Entry Date:
January 22, 2019

Small-Footprint Automatic Speech Recognition Circuit

Principal Investigator Anantha Chandrakasan


With the advanced technology of speech and natural language processing, spoken language has become a feasible way for human-machine interaction. Due to the high complexity of articulated speech signal, automatic speech recognition (ASR) generally requires intensive computation and memory size to achieve good performance. However, due to its widespread applications on robots, wearables, and mobile devices, it’s desirable to design circuit to implement ASR locally in a resource-limited environment, particularly in which power consumption is a critical concern.

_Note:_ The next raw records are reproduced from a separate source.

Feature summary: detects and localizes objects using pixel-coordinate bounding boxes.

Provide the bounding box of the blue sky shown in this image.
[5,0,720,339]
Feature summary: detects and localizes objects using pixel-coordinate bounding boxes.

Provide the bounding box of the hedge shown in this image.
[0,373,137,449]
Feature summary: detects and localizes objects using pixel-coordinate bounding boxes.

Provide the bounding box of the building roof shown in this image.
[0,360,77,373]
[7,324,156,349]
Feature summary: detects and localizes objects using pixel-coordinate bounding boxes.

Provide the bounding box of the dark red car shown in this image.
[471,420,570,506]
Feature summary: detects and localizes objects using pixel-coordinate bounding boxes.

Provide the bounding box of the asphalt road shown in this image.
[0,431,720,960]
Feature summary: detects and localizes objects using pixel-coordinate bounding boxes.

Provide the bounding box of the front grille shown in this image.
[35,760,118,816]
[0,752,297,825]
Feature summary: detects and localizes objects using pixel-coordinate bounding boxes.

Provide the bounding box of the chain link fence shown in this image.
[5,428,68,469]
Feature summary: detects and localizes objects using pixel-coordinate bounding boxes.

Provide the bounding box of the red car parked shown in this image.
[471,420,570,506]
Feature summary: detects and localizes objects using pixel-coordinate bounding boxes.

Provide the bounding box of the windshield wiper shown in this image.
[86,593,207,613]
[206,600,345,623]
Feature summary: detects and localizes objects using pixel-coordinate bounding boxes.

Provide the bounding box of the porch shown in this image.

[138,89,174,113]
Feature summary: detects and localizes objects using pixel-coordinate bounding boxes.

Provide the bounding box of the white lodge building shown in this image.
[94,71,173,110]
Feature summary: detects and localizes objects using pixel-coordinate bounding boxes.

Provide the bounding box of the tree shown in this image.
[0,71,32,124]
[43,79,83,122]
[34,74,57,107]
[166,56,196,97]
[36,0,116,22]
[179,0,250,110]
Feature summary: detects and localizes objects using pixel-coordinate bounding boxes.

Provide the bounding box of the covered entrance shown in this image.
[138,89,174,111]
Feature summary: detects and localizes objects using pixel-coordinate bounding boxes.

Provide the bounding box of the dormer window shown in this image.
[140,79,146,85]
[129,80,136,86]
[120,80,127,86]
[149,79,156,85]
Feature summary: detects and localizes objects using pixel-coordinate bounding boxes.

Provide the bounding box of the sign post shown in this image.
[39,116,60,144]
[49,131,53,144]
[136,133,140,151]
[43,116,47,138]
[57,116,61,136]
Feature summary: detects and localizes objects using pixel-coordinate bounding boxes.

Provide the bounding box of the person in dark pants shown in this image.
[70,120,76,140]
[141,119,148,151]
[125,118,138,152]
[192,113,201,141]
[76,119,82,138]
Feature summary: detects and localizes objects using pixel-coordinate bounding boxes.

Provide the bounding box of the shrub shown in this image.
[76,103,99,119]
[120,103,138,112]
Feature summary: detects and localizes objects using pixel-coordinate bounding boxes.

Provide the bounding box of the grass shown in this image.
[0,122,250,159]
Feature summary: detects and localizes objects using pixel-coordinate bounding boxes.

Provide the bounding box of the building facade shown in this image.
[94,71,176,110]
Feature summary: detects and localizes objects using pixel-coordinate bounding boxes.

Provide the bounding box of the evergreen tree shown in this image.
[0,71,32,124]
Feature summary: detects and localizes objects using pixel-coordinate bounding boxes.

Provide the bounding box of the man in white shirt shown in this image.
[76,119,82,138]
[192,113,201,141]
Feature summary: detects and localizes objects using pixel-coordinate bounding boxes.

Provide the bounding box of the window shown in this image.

In this work, we first scrutinize software speech recognition procedure; evaluate the memory and computational resource needed when transferring to hardware, and take advantage of circuit design to minimize size and power usage. We design small-footprint ASR system with cutting-edge neural network that can best perform acoustic modeling with memory restrictions, along with weight truncation and quantization. Dedicated arithmetic unit design, parallelization, and resource dispatching further reduce latency. We implement weighted finite-state transducer (WFST) to incorporate the phonetic probability with language model to select the best word transcription. Model compression, caching, and lattice truncation are adopted to adapt the ASR to circuit and optimize the design.

The ASR design leveraging powerfulness and robustness of neural network in hybrid ASR model outperforms conventional model in recognition accuracy, whereas conducting ASR tasks on-chip sees great reduction in power compared to CPU. We show a 2.4X reduction in neural network weight size compared to previous hardware design. Work demonstrates the feasibility to operate an ASR in a small-footprint environment in applications with small vocabulary size and optimized model.